|
xrpld
|

The moment-to-moment health of the XRP Ledger network depends on the health and connectivity of a small number of computers (nodes). The most important nodes are validators, specifically ones listed on the unique node list (UNL). Ripple publishes a recommended UNL that most network nodes use to determine which peers in the network are trusted. Although most validators use the same list, they are not required to. The XRP Ledger network progresses to the next ledger when enough validators reach agreement (above the minimum quorum of 80%) about what transactions to include in the next ledger.
As an example, if there are 10 validators on the UNL, at least 8 validators have to agree with the latest ledger for it to become validated. But what if enough of those validators are offline to drop the network below the 80% quorum? The XRP Ledger network favors safety/correctness over advancing the ledger. Which means if enough validators are offline, the network will not be able to validate ledgers.
Unfortunately validators can go offline at any time for many different reasons. Power outages, network connectivity issues, and hardware failures are just a few scenarios where a validator would appear "offline". Given that most of these events are temporary, it would make sense to temporarily remove that validator from the UNL. But the UNL is updated infrequently and not every node uses the same UNL. So instead of removing the unreliable validator from the Ripple recommended UNL, we can create a second negative UNL which is stored directly on the ledger (so the entire network has the same view). This will help the network see which validators are currently unreliable, and adjust their quorum calculation accordingly.
Improving the liveness of the network is the main motivation for the negative UNL.
In order to determine which validators are unreliable, we need clearly define what kind of faults to measure and analyze. We want to deal with the faults we frequently observe in the production network. Hence we will only monitor for validators that do not reliably respond to network messages or send out validations disagreeing with the locally generated validations. We will not target other byzantine faults.

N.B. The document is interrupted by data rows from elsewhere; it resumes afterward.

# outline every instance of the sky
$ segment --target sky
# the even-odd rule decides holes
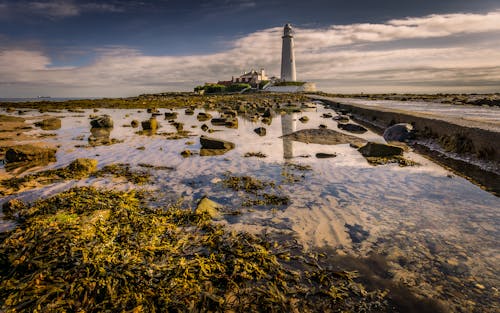
[[[0,0],[0,98],[278,76],[285,23],[322,91],[500,92],[498,0]]]

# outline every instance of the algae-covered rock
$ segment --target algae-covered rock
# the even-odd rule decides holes
[[[329,159],[329,158],[334,158],[336,156],[337,155],[335,153],[323,153],[323,152],[316,153],[316,158],[318,159]]]
[[[204,149],[221,149],[221,150],[230,150],[234,149],[235,145],[232,142],[210,138],[206,136],[200,137],[201,147]]]
[[[342,130],[345,130],[345,131],[348,131],[348,132],[351,132],[351,133],[355,133],[355,134],[363,134],[363,133],[366,133],[368,131],[363,126],[356,125],[356,124],[350,124],[350,123],[348,123],[348,124],[338,124],[337,127],[340,128],[340,129],[342,129]]]
[[[302,122],[302,123],[307,123],[309,121],[309,117],[302,116],[301,118],[299,118],[299,121]]]
[[[207,121],[209,119],[212,118],[212,115],[208,114],[208,113],[205,113],[205,112],[200,112],[198,113],[198,115],[196,116],[196,119],[198,119],[198,121],[200,122],[204,122],[204,121]]]
[[[76,159],[68,165],[68,170],[88,175],[97,171],[97,160],[86,158]]]
[[[139,121],[138,120],[132,120],[132,122],[130,122],[130,126],[132,126],[133,128],[139,127]]]
[[[177,112],[165,112],[166,120],[175,120],[177,118]]]
[[[403,154],[403,148],[376,142],[368,142],[358,151],[365,157],[389,157]]]
[[[212,219],[218,219],[221,217],[221,214],[219,212],[219,209],[222,208],[222,205],[208,199],[208,197],[204,196],[201,198],[201,200],[198,202],[198,205],[196,206],[195,213],[196,214],[208,214]]]
[[[156,130],[158,128],[158,121],[152,117],[147,121],[142,121],[141,125],[143,130]]]
[[[55,161],[57,149],[42,143],[13,146],[5,153],[7,163]]]
[[[35,126],[38,126],[43,130],[56,130],[61,128],[61,120],[57,117],[51,117],[40,122],[36,122]]]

To track whether or not a validator is responding to the network, we could monitor them with a “heartbeat” protocol. Instead of creating a new heartbeat protocol, we can leverage some existing protocol messages to mimic the heartbeat. We picked validation messages because validators should send one and only one validation message per ledger. In addition, we only count the validation messages that agree with the local node's validations.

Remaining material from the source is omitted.